When BlackRock unveiled expanded private credit capabilities on Preqin earlier this month, the announcement set out a vision of greater transparency across an asset class long defined by its opacity. The methodological choices behind that vision are what make it work: a deliberate decision to build benchmarks from firm-owned data only, to keep different fund wrapper types segregated rather than blended, and to wrap an agentic AI layer in tight operational constraints. For institutional data teams working in private credit, those choices are where the practical implications sit.
The launch is the first concrete product output from BlackRock’s acquisition of Preqin, which closed in March 2025. It introduces asset-level benchmarks across money multiples, valuation trends, leverage ratios, defaults and recoveries, equity cushion multiples and borrower financials, alongside AI-powered research assistants. The methodology behind those benchmarks – and the design principles underpinning them – is where the practitioner-relevant detail lies.No Third-Party Feeds
The most striking methodological choice is sourcing. Leon Sinclair, Global Head of Preqin Product at BlackRock, confirms that the loan-level analytics stack draws exclusively on data the firm controls. The underlying material comes from public filings and disclosures alongside structured data flowing through eFront transaction services, where GPs share portfolio and capital information with LPs as part of the normal course of managing private credit investments.
“There are no third-party data feeds being pulled into this process,” Sinclair tells Market & Alt Data Insight. “The data we source, cleanse and normalise is firm-owned intellectual property, which gives us clarity on provenance and consistency when building loan-level analytics.”
For institutional users, the provenance question is operationally meaningful. Private credit data quality has historically been undermined by inconsistent reporting standards and uneven aggregator coverage. A closed sourcing model gives downstream users clarity on where every input originates, with the trade-off being whatever breadth third-party feeds might have added.
Segregated Wrappers, Shared Taxonomy
The second methodological choice reflects the realities of how private credit is reported. Closed-end funds, interval funds and BDC-style vehicles operate under different reporting conventions, and Sinclair confirms that those datasets are not merged.
“Different wrapper formats are not blended indiscriminately,” he says. “Interval and BDC-style vehicles are treated separately because the nature of the data, the sources it comes from, and the transparency requirements differ meaningfully from closed-ended funds.”
What unifies the view is a common taxonomy applied across the underlying segregated datasets. Concepts are expressed consistently so that users can move between vehicle types without re-mapping definitions, but the analytical comparisons themselves stay within wrapper boundaries. The asset-level benchmarks are constructed primarily from closed-ended private credit data, where reporting depth and standardisation are highest because the data is processed through Preqin’s managed data services.The result is an analytical framework that gives institutional users a clear basis for interpretation, with comparisons staying within wrapper boundaries where the underlying data structures genuinely align.
Where Coverage Falls Short
Sinclair is direct about coverage gaps. The strongest data is in established closed-end strategies such as direct lending.

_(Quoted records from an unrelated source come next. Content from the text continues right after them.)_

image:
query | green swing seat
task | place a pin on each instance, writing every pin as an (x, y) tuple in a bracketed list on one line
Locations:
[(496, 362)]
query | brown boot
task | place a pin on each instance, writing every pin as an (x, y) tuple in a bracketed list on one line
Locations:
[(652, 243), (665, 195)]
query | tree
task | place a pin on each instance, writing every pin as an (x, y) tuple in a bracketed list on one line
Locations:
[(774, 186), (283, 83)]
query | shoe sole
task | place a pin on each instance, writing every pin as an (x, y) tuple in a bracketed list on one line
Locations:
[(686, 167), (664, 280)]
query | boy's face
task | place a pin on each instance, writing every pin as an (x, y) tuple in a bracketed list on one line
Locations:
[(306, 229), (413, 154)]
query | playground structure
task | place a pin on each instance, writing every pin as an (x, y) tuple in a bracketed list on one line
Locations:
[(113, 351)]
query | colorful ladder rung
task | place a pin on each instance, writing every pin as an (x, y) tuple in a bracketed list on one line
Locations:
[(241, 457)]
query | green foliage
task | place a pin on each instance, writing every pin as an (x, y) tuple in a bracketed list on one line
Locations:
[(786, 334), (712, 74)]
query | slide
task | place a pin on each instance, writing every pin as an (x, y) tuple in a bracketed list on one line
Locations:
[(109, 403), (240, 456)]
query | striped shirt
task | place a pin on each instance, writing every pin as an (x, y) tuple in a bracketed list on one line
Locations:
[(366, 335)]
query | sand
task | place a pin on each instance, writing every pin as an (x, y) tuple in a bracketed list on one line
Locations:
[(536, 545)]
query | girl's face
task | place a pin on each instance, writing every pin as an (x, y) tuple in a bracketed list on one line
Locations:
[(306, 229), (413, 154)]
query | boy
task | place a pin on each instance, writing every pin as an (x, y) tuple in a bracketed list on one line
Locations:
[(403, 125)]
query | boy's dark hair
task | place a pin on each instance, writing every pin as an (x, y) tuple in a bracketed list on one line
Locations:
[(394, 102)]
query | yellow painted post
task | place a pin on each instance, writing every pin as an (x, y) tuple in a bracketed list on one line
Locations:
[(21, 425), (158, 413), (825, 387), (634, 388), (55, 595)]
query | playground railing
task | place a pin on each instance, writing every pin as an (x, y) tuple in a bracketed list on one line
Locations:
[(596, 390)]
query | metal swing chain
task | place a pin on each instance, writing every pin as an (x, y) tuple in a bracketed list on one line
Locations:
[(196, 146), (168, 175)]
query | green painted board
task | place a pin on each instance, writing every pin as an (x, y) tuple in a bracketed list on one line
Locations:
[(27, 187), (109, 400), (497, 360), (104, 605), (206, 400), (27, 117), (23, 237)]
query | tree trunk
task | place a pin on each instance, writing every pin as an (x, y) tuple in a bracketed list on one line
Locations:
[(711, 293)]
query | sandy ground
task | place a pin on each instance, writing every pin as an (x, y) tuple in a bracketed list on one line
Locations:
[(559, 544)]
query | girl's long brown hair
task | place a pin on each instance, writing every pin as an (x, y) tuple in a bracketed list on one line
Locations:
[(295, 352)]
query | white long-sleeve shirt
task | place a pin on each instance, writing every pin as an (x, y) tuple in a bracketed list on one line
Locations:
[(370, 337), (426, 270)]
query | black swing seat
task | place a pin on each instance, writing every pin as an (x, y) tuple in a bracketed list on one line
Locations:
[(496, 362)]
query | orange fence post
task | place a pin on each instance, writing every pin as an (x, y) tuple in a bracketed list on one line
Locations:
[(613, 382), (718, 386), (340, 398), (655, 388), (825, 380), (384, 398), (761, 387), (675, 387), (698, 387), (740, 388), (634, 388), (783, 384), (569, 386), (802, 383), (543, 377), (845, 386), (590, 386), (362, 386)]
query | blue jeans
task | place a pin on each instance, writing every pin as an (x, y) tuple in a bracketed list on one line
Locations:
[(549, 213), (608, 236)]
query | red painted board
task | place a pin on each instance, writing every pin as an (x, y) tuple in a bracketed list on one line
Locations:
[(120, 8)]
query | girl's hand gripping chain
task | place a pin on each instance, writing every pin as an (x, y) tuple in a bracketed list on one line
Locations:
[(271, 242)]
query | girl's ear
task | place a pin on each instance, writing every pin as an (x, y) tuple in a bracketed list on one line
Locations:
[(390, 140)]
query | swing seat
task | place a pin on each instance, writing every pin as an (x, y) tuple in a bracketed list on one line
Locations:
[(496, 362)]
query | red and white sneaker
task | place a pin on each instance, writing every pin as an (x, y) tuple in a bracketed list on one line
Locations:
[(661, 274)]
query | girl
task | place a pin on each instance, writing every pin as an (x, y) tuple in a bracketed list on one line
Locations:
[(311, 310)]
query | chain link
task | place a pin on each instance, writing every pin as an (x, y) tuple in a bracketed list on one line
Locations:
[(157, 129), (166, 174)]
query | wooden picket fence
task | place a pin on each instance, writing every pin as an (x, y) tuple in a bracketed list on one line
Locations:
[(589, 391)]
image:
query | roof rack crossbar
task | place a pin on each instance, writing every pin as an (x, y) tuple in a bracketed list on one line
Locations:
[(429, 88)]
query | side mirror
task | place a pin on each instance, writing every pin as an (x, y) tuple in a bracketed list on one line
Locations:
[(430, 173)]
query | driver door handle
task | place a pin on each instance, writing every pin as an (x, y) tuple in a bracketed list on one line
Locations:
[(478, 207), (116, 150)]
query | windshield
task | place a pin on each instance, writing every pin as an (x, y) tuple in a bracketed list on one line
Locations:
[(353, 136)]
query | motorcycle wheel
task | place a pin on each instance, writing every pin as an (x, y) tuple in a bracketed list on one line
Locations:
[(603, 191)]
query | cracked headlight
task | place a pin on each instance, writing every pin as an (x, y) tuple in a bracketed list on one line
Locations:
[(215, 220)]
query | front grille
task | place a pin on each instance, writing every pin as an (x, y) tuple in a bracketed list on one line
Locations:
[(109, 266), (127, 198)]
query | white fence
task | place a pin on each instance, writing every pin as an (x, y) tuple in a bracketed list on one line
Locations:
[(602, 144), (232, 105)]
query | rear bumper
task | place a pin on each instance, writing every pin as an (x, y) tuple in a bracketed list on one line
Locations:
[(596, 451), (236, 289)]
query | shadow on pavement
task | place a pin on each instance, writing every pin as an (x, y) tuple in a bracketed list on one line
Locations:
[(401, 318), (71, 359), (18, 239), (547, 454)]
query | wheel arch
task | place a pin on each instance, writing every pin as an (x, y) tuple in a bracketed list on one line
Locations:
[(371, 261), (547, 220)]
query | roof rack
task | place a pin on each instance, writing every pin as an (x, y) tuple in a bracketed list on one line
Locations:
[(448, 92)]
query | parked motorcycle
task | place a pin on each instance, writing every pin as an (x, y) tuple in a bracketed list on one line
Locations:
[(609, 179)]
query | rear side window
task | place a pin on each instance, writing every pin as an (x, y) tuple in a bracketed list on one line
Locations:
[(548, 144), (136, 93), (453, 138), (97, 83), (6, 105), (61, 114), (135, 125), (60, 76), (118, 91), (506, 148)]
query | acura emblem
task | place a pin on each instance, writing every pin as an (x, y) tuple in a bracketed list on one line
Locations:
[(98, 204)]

The weaker areas are the fast-growing segments where deal structures resist standardisation.
“Asset-backed finance is a good example,” he says. “It is an increasingly important segment, but deals tend to be more bespoke and idiosyncratic, which makes data aggregation and analytical comparison more challenging across the industry.”

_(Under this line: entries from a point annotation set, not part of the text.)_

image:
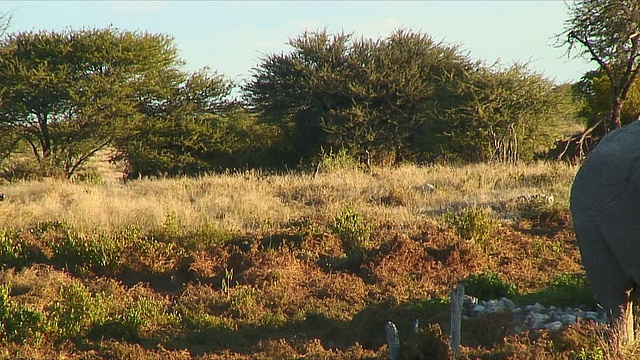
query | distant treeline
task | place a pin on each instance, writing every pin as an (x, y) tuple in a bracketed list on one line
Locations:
[(66, 95)]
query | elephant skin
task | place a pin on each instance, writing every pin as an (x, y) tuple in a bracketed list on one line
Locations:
[(605, 206)]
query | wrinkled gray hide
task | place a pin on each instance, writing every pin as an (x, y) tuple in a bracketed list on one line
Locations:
[(605, 205)]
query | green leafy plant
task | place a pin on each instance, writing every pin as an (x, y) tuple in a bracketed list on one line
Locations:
[(336, 161), (566, 289), (96, 252), (352, 231), (19, 324), (473, 224), (489, 285), (77, 310)]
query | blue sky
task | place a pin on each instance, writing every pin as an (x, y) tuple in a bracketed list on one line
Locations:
[(232, 36)]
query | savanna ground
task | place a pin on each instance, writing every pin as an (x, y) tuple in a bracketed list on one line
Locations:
[(288, 266)]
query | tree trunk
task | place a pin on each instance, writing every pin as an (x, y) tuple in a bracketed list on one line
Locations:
[(622, 327), (615, 114)]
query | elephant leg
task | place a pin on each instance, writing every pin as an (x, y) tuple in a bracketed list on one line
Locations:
[(609, 281)]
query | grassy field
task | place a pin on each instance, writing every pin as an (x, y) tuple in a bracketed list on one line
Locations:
[(263, 266)]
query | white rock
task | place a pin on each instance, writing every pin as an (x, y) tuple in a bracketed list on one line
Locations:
[(496, 309), (538, 307), (539, 317), (568, 319), (556, 325), (479, 309), (507, 304), (591, 315)]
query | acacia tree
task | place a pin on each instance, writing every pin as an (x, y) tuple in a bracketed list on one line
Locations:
[(182, 127), (65, 93), (607, 32), (332, 91)]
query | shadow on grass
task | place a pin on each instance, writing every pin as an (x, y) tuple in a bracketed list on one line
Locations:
[(365, 328)]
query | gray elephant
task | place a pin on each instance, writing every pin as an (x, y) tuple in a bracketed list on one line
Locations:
[(605, 205)]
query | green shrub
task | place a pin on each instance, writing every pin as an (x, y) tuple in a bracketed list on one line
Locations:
[(96, 252), (77, 310), (340, 160), (19, 324), (566, 289), (473, 224), (352, 232), (12, 252), (489, 285)]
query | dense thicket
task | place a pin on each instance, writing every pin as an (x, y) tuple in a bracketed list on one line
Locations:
[(63, 93), (608, 33), (404, 97)]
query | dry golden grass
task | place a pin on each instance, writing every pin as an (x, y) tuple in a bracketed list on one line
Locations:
[(283, 284), (250, 202)]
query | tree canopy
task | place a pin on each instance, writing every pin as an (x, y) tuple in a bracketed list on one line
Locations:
[(607, 32), (403, 97), (63, 93)]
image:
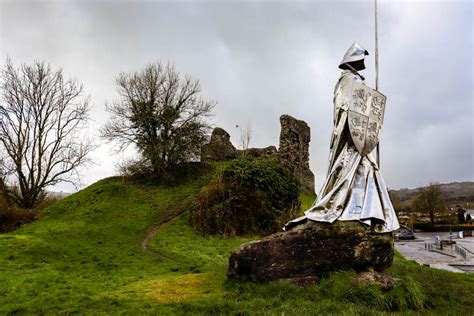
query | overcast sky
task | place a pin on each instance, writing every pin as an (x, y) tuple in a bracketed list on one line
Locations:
[(262, 59)]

That transparency about coverage strengths and limitations gives users a clear basis for interpreting the benchmarks. It also reflects a broader point: the limits of the dataset track the maturity of the underlying strategies, and will broaden as the asset class itself standardises.

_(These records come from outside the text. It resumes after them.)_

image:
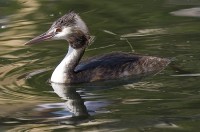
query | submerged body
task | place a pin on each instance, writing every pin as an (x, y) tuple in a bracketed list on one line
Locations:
[(70, 27)]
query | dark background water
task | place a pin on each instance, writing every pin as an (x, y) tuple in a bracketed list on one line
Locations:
[(168, 101)]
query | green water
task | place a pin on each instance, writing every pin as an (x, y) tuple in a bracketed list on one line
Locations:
[(168, 101)]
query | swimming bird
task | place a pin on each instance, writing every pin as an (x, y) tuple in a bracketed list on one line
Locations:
[(73, 29)]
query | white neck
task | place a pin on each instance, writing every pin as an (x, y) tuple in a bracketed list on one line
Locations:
[(66, 67)]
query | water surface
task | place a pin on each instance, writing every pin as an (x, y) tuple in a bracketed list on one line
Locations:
[(167, 101)]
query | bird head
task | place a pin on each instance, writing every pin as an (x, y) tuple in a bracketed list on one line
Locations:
[(69, 27)]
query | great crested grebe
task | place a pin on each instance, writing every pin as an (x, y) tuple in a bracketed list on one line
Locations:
[(72, 28)]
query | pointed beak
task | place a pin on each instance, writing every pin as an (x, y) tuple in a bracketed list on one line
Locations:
[(40, 38)]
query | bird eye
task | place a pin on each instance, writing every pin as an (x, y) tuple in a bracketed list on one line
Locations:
[(58, 30)]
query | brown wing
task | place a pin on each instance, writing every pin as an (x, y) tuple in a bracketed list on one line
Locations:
[(107, 61)]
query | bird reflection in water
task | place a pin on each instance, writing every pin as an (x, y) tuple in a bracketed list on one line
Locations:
[(74, 103)]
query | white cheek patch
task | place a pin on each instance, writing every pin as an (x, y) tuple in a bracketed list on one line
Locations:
[(63, 34)]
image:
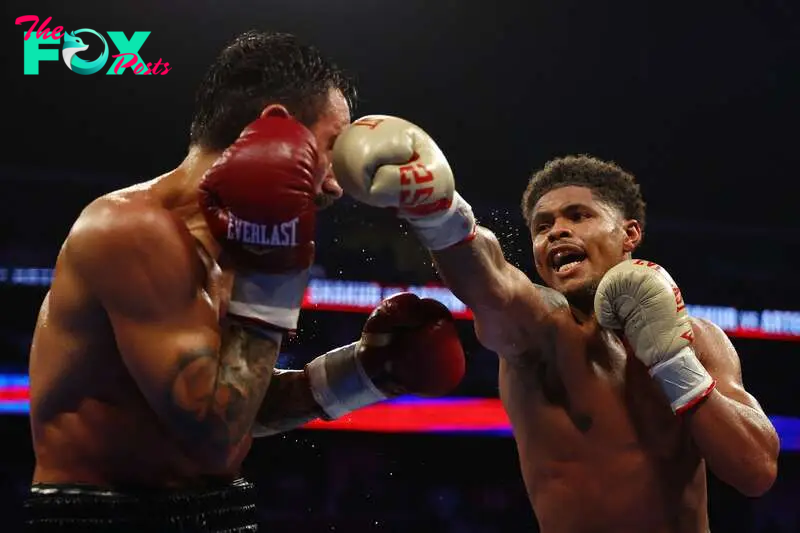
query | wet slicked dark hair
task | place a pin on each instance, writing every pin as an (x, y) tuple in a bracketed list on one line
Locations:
[(606, 180), (258, 69)]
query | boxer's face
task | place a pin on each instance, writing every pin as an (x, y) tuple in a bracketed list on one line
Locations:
[(577, 237), (332, 120)]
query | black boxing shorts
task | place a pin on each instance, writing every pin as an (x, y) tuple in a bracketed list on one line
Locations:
[(228, 508)]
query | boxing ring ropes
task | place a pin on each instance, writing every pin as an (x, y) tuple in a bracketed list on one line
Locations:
[(443, 415)]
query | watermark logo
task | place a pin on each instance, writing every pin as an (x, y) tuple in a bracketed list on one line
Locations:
[(36, 50)]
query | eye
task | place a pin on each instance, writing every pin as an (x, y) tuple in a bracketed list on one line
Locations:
[(541, 227)]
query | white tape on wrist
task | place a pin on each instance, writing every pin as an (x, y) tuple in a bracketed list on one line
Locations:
[(339, 383), (272, 299), (452, 227), (684, 380)]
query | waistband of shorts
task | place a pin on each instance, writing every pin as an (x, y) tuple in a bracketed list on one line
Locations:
[(225, 507)]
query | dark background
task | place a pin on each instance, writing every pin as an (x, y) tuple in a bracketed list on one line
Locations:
[(698, 100)]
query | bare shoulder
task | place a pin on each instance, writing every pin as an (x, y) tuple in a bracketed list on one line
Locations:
[(131, 247), (532, 310), (713, 347)]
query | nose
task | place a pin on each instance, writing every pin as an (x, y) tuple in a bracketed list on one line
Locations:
[(559, 230)]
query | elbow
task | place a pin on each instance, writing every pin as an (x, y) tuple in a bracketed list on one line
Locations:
[(760, 478)]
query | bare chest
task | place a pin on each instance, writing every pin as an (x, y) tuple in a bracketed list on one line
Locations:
[(581, 395)]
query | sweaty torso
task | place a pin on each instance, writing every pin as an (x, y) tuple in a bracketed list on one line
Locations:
[(600, 450), (90, 422)]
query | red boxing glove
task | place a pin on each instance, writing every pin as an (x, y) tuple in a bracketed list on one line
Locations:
[(258, 201), (258, 197), (408, 345)]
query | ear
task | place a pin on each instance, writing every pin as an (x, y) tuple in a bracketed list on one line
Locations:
[(275, 110), (633, 235)]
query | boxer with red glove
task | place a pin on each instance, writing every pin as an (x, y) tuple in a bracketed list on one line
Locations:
[(409, 346), (149, 363), (258, 201)]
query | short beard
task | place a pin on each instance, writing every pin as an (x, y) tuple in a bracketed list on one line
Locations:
[(582, 298)]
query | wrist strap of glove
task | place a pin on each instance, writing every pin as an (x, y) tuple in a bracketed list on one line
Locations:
[(340, 384), (269, 299), (456, 225), (684, 380)]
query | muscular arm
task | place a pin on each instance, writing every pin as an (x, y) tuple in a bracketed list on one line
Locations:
[(287, 405), (204, 381), (729, 427), (506, 305)]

A Closed-Loop Agentic System
The AI-powered research assistants introduced alongside the new benchmarks operate within a tightly scoped technical perimeter.
“The Agentic system is deliberately designed to be highly constrained,” Sinclair says. “It is focused specifically on private credit and does not have access to the open internet or to external data sources beyond our own governed datasets and models.”
User queries are translated into pre-defined analytical structures rather than interpreted speculatively across unrelated data, and the system operates through governed APIs against a bounded set of capabilities. That is a meaningful design decision in a market where institutional users have grown wary of LLM-fronted analytics that confidently fabricate answers from sparse private-markets data. The architecture reduces the surface area for hallucination by design rather than by post-hoc filtering, with the stated intent of grounding outputs in known data and transparent assumptions while preserving the role of professional judgement.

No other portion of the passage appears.